図書館戦争有川浩著
しばらく前まで、図書館のア行の有川浩の棚には図書館戦争とその続きがずらりと数冊並んでいた。映画化が決まったり、テレビで放映された途端、棚から本は消え、予約も数週間待ちに。
映画・テレビの影響が本の業界に及ぼす営業をつぶさに見せられた格好だ。
人類の歴史の中で「焚書」という行為は行くたびも行くたびも行われている。
日本ならば、最も近いところではGHQによる、本の検閲。黒塗り。これは焚書とは言われないが事実上の焚書だろう。
ナチスドイツによる焚書。

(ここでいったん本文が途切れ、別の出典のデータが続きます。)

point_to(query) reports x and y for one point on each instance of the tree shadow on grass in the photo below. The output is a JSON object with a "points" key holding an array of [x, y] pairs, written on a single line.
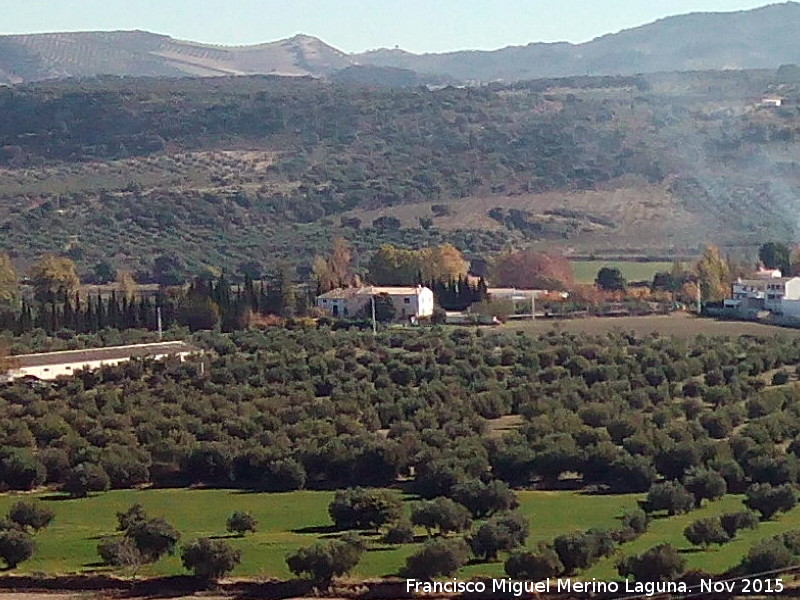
{"points": [[318, 529], [57, 497], [226, 536]]}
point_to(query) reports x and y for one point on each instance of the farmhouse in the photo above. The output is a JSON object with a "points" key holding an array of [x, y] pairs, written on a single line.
{"points": [[49, 365], [408, 302], [779, 295]]}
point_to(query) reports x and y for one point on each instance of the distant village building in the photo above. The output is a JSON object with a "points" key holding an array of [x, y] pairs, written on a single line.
{"points": [[779, 295], [50, 365], [772, 101], [408, 302]]}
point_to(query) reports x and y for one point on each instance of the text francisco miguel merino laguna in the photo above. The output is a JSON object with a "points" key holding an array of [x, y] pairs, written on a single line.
{"points": [[646, 588]]}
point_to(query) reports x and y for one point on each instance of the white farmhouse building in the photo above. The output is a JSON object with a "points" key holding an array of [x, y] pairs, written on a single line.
{"points": [[49, 365], [780, 295], [347, 302]]}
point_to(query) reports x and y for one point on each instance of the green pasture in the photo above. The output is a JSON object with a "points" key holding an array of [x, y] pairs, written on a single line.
{"points": [[291, 520]]}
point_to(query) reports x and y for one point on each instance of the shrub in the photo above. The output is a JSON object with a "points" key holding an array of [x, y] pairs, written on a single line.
{"points": [[732, 523], [210, 559], [437, 558], [441, 513], [135, 514], [705, 532], [670, 496], [15, 547], [119, 552], [485, 499], [241, 522], [780, 378], [534, 565], [659, 563], [636, 520], [364, 509], [323, 561], [86, 478], [769, 500], [31, 514], [400, 533], [153, 538]]}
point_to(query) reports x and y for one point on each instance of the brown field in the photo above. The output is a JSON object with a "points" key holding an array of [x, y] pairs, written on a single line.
{"points": [[681, 325], [646, 217]]}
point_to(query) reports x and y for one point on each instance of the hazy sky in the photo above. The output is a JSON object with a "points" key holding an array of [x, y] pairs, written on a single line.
{"points": [[357, 25]]}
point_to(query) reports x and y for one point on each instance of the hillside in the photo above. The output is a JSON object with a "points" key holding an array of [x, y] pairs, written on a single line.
{"points": [[141, 54], [763, 38], [228, 170], [754, 39]]}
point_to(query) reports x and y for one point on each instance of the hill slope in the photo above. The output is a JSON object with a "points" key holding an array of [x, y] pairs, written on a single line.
{"points": [[760, 38], [136, 53], [226, 170]]}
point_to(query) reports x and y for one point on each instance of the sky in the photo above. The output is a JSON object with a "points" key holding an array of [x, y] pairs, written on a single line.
{"points": [[357, 25]]}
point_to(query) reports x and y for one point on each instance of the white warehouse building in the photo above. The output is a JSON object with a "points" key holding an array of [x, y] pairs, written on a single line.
{"points": [[50, 365], [409, 302]]}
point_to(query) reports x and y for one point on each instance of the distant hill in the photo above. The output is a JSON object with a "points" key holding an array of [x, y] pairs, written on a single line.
{"points": [[760, 38], [141, 54]]}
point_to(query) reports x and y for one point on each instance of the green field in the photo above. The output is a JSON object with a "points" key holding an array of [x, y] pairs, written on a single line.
{"points": [[586, 270], [289, 521], [679, 324]]}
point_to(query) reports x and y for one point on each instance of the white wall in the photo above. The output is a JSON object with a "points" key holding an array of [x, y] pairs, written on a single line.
{"points": [[792, 289], [50, 372]]}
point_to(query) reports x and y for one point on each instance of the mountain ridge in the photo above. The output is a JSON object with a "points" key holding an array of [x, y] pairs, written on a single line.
{"points": [[763, 37]]}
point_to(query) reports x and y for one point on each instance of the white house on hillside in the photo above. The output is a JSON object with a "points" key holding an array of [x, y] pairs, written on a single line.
{"points": [[408, 302], [780, 295]]}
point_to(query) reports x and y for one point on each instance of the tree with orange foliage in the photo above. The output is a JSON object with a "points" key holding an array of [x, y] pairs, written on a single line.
{"points": [[530, 269]]}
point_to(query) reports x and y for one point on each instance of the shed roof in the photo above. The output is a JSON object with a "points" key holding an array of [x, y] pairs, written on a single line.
{"points": [[68, 357]]}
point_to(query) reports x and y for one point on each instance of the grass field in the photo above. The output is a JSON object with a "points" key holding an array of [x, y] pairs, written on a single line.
{"points": [[682, 325], [586, 270], [289, 521]]}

スターリンや毛沢東と言った共産党独裁国家の中での焚書。
中国の古代史の中では、秦の始皇帝があまりにも有名だが、他にも統治者が変わる都度の焚書というのはいくらでも繰り返されている。
この図書館戦争、昭和が終わって新たな年号になるというだけで、日本が戦争に負けたのでも無ければ、統治機構が変わったわけでもないのに、いきなり成立してそまった「メディア良化法」なる法律。
それを遂行すべく特務機関なる組織が出来、彼らの行うことはまさしく現代の焚書。
抵抗しようものなら力づくにても奪って破棄。
この焚書に唯一立ち迎えるのが図書館。
ここら辺の理由が良く分からないのだが、図書館法という法律で守られ、「図書館の自由に関する宣言」などを謳いあげる。
焚書にしては一貫していない、というか、図書館だけは別みたいな取り決めにしつつも武力衝突は黙認する、という極めて国の統治の上では危ない施策ではないのだろうか。
もし反政府勢力が出来るなら、当然図書館という安全地帯を根城にするだろうし、図書館へは市民の出入りは自由なのだから、そこを通しての勢力拡大も容易だろう。
そのあたりの、何故、現代の日本でいきなり・・。と言う疑問は残りつつも結構楽しめる本なのだ。
テレビの報道にては、足の不自由な人、目の不自由な人、耳の不自由な人・・・それぞれに該当する日本語が、その使われ方如何に関わらず、使われなくなってしまっている。
というよりも、絶対に使ってはいけない言葉になってしまっている。
そんな言葉が実はいくつも存在するのだが、これって「メディア良化法」みたいなものによる検閲と一緒じゃないのか。
それが行きついた先にはこんな世界が・・・というあたりが何故現代の日本でいきなり・・・の理由だろうか。
それにしても主人公の笠原郁と言う女性とその教官とのやり取り、面白すぎるだろ。